Death of Mrs. John VANNORTWICK Been a Resident of Batavia for Forty-Seven Years A Long and Useful Life of an Esteemed Citizen and Beloved Mother is Ended
Sunday, Aug. 20, 1893, death removed another of the earliest residents of the city of Batavia, Mrs. John VANNORTWICK, whose husband preceded her in death, 3 years and 3 months. At 10 o'clock, Sunday morning, this venerable lady, laid down the burden of life and passed to the Golden Reward beyond.
Mrs. VANNORTWICK has been a resident of Batavia for 47 years, being on of the few links which remained to connect the pioneer life of the past, with this present age of progress.
Very impressive funeral services were held at her late home, Wednesday at 2 p.m., the spacious residence being filled to overflowing, many being present from Aurora and other surrounding cities. Rev. G. H. Barry conducted the last sad rites according to the Episcopalian Ritual. Appropriate music was furnished by a quartette, composed of Mrs. Ed. Burton, Mrs. E. W. McCullough, H. N. Wade and C. E. Crankshaw, with Miss Annie Burton as organist. Those who acted as pall bearers were: F. H. Buck, F. K. George, Joseph Town, Peter Hobler, John Griffeth, abd James Mair. The floral offerings were very beautiful and appropriate. The remains were followed to their last resting place, West Batavia Cemetery, by a very large concourse of mourning friends and placed beside her husband. Following we give the obituary, which was prepared by Mr. D. H. Andrus, who has been personally acquainted with the departed lady for several years.
Mrs. Patty Mari VanNortwick, widow of the late Hon. John VanNortwick, died at the family residence in Batavia, Sunday morning, Aug. 20, 1893, aged 81 years. She had been in poor health for several months, and the end was not unexpected.
Patty Mari MALLORY, was married to John VanNortwick, at Pen Yan, N. Y., Feb. 11, 1836, and came to Batavia, Ill., in 1846, with her husband and two children, cheerfully sharing the hardships of a new country, to secure a home, and lay the foundations for future prosperity.
Deceased was the mother of five children, two sons and three daughters, Wm. M. VanNortwick, of this city, J. S. VanNortwick, of Appleton, Wis., Mrs. F. B. RICE, of Aurora, who was permitted to be with, and tenderly care for her during her last illness and death, Mrs. Amos BURTON, who died in 1891, and Miss Elenor, who passed away in childhood. Besides the children, she leaves a large circle of relatives and friends to mourn her departure.
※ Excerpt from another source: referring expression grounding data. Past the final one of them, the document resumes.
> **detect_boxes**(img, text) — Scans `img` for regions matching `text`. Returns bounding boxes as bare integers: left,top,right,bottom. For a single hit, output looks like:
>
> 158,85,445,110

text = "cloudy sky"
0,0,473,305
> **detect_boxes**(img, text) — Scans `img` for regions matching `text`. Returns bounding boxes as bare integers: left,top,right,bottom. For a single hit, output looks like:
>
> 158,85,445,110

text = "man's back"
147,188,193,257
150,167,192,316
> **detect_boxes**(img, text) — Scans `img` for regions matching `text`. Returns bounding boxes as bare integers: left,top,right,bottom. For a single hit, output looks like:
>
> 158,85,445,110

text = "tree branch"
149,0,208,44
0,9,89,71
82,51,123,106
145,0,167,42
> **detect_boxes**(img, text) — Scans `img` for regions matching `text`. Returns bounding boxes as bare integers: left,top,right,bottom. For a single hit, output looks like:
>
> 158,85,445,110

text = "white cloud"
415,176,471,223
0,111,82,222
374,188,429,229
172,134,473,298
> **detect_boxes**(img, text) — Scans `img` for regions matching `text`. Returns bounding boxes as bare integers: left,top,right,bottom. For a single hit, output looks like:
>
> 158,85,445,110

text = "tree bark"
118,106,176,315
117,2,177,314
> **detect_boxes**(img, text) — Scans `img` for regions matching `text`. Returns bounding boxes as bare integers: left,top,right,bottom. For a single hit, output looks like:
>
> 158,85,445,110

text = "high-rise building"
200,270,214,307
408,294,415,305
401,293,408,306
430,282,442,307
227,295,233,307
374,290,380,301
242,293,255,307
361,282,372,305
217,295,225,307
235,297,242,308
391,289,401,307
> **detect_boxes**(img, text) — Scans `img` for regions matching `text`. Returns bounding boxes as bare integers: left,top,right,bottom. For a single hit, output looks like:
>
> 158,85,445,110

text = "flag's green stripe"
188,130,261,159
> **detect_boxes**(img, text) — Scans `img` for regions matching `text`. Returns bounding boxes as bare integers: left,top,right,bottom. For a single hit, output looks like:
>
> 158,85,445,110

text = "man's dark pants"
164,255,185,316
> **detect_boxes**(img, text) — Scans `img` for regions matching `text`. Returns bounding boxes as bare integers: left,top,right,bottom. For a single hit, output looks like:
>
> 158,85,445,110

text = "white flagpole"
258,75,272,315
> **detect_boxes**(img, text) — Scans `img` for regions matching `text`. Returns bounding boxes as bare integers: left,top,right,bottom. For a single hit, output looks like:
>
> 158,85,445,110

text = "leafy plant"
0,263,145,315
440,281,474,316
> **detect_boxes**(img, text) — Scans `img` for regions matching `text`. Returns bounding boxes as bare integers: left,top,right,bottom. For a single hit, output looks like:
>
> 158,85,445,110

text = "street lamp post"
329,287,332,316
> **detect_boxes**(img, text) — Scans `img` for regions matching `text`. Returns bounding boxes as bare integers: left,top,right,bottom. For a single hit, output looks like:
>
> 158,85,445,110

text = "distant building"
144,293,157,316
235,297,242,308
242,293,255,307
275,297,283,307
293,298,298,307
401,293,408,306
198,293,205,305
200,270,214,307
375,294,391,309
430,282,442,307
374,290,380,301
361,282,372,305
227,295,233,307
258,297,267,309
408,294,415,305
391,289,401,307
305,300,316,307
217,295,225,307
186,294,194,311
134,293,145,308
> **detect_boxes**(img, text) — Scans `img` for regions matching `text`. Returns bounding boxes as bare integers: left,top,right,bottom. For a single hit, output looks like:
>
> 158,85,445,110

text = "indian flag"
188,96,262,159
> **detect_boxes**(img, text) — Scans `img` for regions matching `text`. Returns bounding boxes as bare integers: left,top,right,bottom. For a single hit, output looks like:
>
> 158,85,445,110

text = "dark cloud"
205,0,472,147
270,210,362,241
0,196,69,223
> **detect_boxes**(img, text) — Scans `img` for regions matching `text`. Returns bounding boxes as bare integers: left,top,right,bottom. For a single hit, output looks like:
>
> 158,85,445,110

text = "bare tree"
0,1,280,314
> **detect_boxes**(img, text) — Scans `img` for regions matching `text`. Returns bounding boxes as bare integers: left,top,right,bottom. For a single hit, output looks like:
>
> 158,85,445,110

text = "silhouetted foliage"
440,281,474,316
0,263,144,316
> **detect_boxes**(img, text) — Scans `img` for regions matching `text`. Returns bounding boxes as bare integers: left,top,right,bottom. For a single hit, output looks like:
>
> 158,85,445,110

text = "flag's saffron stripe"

During the residence of Mrs. VanNortwick in Batavia, nearly fifty years, a generation has come and gone, and but few of her early acquaintances are left. Yet all who have ever known her, if permitted to speak, would testify to her gentle and unassuming manner, her kind and sympathetic nature, and her faithful devotion to family and friends. Modest in her professions and unostentatious in her acts of benevolence, she was ever unconsciously teaching the doctrine of practical piety. She was no respector of persons. The humblest and the wealthiest shared alike her love and hospitality, and her friendship and aid were never wanting to the needy.
In the death of this loving mother, a happy home and family rendezvous of more than half a century is broken forever, and its memory is cherished with the sacred things of the past. The adornment of her mansion above has been made beautiful and complete by her loving deeds in the one below.
Forcibly the words of the poet come to us.
"Change and decay in all around I see;"
And in the solitude and agony if our hearts, we cry:
"Who like thyself, my guide and stay can be?"
"Through cloud and sunshine, Lord, abide with me."
Mrs. VanNortwick was a member of Calvary church of this city, having united herewith a few years since her husband, thus obeying the Gospel exhortation, adding to a long and christ-like life, the witness of a public professions.
The even temper, so characteristic in all her life, was emphasized during her illness, by the absence of a murmer or complaint. When he work was done, she patiently waited the summons of the Master to join her husband and daughters, and the innumerable company on he shore, and her last hour was
"Like one who wraps the drapery of his Couch" "About him, and lies down to pleasant Dreams."